Thedbo in NSW’ snowy mountains also offers stunning mountain bike tracks (and the option of taking the chairlift up). Additionally, Canberra’s mountain biking mecca, Stromlo Forest Park this year unveiled another addition to their Vapour Trail Network – the black diamond G Lock run. The international mountain-biking community is also keeping an eye on Tropical North Queensland where a major MTB event is slated for 2018

In late 2018, The Gold Coast could also be on many mountain bike-rides lists with the revamping of their tracks for the Commonwealth Games. 

Number 7: Flashpacking

Backpacking is too hard. These days, everyone wants to be a flash-packer. This is one trend you can expect older teens to follow. 

Travellers are demanding more from their lodgings. Basic hostel-style lodgings are being re-imagined as slick, modern accommodation at accessible prices. 

In January 2018, Byron Bay YHA will unveil a multi-million-dollar extension that nearly doubles its capacity from 100 to 199 beds, and adds a new reception and communal area. All the new rooms will feature en-suite bathrooms. Guests can also enjoy a heated swimming pool, travel desk, BBQ, and surfboard and bike hire. 

Number 8: Canberra is now cool. Yes, really. 

Canberra, our nations capital, has always hosted loads of school excursions. But in 2018, it’s really become cool for families with children of all ages. In fact,  Lonely Planet just named Canberra as the world’s third-best city to visit in 2018. 

Canberra’s national arboretum is fabulous for families with incredible art works, workshops, bonsai and one of the country’s best playgrounds. 

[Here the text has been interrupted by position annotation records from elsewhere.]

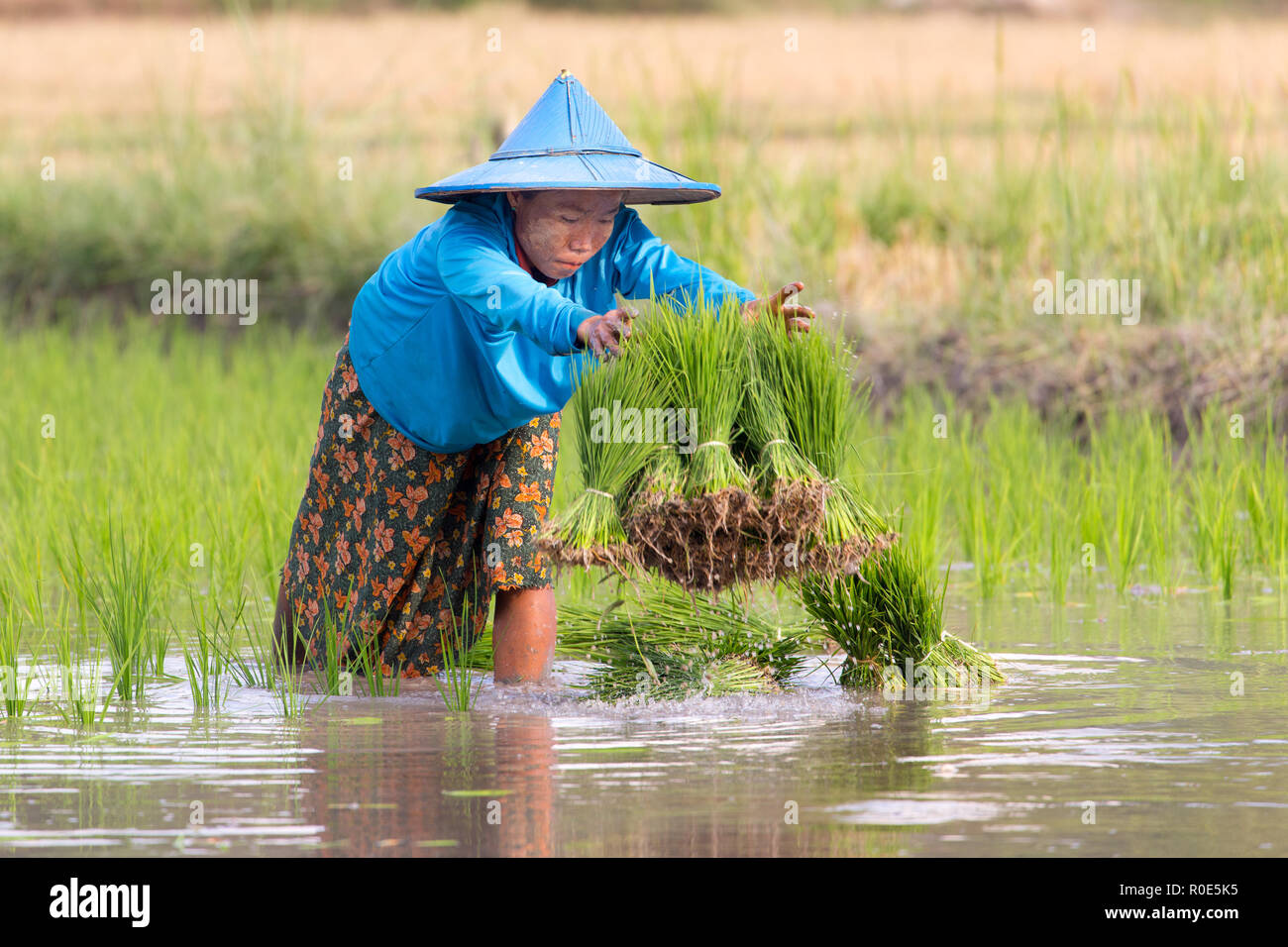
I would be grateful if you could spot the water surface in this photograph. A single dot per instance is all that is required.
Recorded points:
(1120, 702)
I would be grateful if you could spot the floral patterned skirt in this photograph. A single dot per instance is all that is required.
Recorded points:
(395, 545)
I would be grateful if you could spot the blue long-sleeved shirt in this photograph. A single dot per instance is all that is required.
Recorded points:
(455, 343)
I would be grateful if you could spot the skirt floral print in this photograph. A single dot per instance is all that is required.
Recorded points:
(395, 545)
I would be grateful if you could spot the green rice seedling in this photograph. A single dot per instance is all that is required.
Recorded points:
(885, 617)
(609, 406)
(665, 644)
(455, 684)
(763, 420)
(1216, 471)
(1265, 484)
(1162, 527)
(983, 501)
(661, 480)
(814, 377)
(14, 684)
(1120, 474)
(123, 592)
(702, 352)
(207, 660)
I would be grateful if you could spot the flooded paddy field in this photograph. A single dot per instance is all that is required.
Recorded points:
(1126, 727)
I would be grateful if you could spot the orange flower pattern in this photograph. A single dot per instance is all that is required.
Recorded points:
(397, 544)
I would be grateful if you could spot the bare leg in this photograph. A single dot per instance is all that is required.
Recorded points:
(523, 635)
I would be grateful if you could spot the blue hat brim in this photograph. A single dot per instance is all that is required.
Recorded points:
(643, 180)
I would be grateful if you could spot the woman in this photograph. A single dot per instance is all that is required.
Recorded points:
(436, 454)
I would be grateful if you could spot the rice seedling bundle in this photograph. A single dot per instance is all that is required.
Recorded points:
(812, 379)
(887, 617)
(610, 455)
(669, 646)
(793, 489)
(706, 535)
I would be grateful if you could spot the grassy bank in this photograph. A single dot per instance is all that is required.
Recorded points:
(917, 191)
(200, 444)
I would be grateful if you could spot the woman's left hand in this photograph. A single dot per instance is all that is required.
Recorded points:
(797, 318)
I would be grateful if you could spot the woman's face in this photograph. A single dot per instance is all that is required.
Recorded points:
(562, 230)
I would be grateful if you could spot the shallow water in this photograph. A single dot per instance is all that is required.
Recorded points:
(1121, 702)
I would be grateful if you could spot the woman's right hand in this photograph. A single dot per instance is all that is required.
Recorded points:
(603, 334)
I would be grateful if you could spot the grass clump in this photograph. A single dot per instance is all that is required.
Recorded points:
(124, 592)
(609, 406)
(696, 509)
(814, 380)
(666, 644)
(888, 617)
(791, 487)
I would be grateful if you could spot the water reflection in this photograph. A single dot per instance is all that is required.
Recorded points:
(1119, 707)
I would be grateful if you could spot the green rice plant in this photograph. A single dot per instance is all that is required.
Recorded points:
(815, 382)
(207, 660)
(80, 703)
(14, 685)
(1216, 470)
(455, 684)
(885, 617)
(763, 420)
(700, 354)
(1120, 474)
(609, 406)
(124, 594)
(983, 499)
(661, 480)
(1265, 484)
(1162, 523)
(665, 644)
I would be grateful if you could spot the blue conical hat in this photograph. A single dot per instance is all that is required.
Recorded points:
(567, 141)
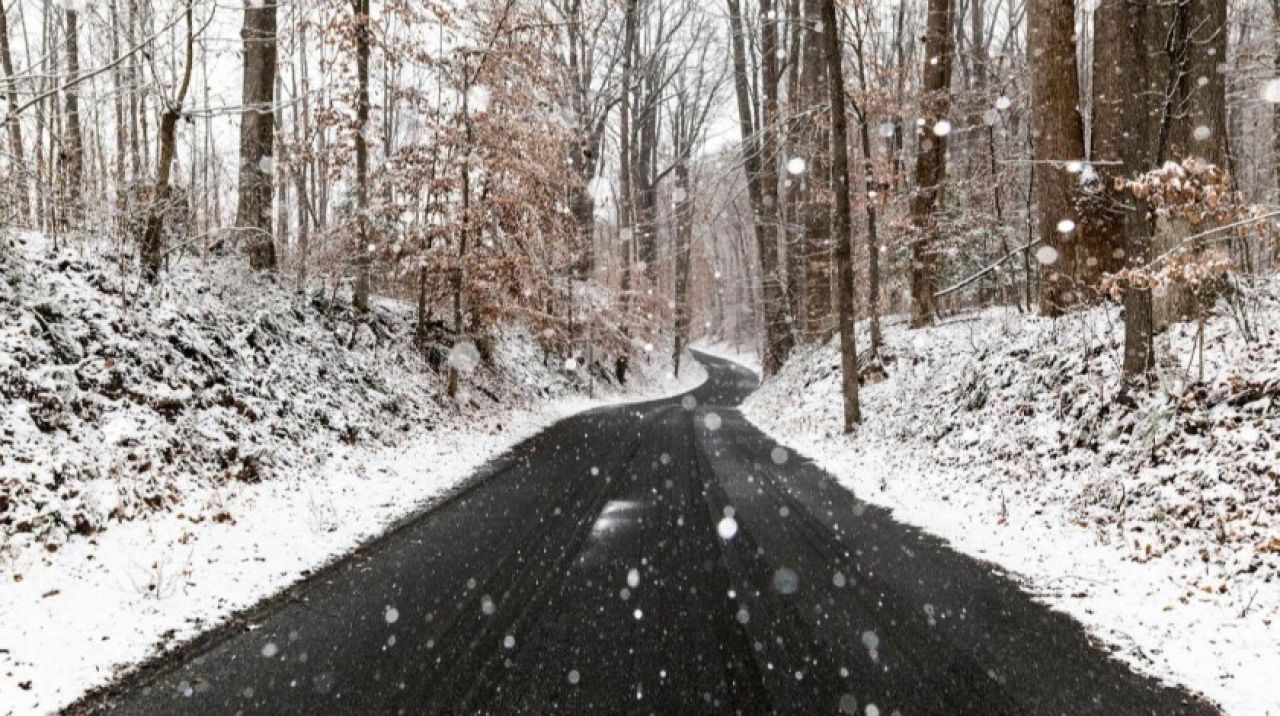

Sunrise at the National arboretum.

This year Canberra’s National Gallery of Australia will exclusively host, Cartier: The Exhibition from 30 March 2018 to 22 July. The breathtaking collection of the world’s most exquisite jewels showcases more than 300 items including jewels on loan from royal families. Never before will so many incredible diamonds, emeralds and other precious stones, in exquisite settings such as royal tiaras, have come to Australia.

Number 9: Slick regional dining hubs

Great dining has spread outside of the cities with some regional areas fast becoming known as “haute dining hubs”. 

In 2017, two Australian restaurants made The World’s 50 Best Restaurants list: Melbourne’s Attica (No 32) and, at No 44, Brae in a town of less than 1000 residents called Birregurra, 130km (80 miles) from Melbourne. 

If you’re family is keen on food you could also check out Dunkeld, a similar-sized town 280km (175 miles) from Melbourne, Tasmania’s Derwent Valley or Kangaroo Island.

Perhaps this trend is one for a weekend away from the kids?

Number 10: Aboriginal Wellness treatments

Australia’s most luxurious desert resort, Longitude 131, reopened on 1 August, 2017 following a $6 million transformation that added a two-room spa to the remote lodge where Oprah Winfrey stayed on her 2010 Australian tour. 

Spa Kinara, with a design inspired by a traditional shelter known as a wiltja, offers treatments inspired by local Aboriginal Anangu culture. Native ingredients such as scented emu bush, Kakadu plum, quandong, desert lime, yellow clay and nutrient-rich desert salts are incorporated into the range of facial and body treatments.

Aboriginal wellness concepts and native ingredients are increasingly being integrated into Australian day spas: Southern Ocean Lodge on South Australia’s Kangaroo Island, uses bush ingredients such as eucalyptus, pepperberry and banksia flowers. In Tropical North Queensland, Daintree Eco Lodge’s spa incorporates indigenous traditions. Wawu Jirakul (which means ‘your spirit cleansed’) is a massage performed by a waterfall within the World Heritage-listed Daintree rainforest. 

At Sydney’s Shangri-la hotel, CHI, The Spa’s Australian Botanical Retreat treatment includes wattleseed and sandalwood exfoliation, a green clay body wrap and a massage with eucalyptus and honey myrtle-infused oil.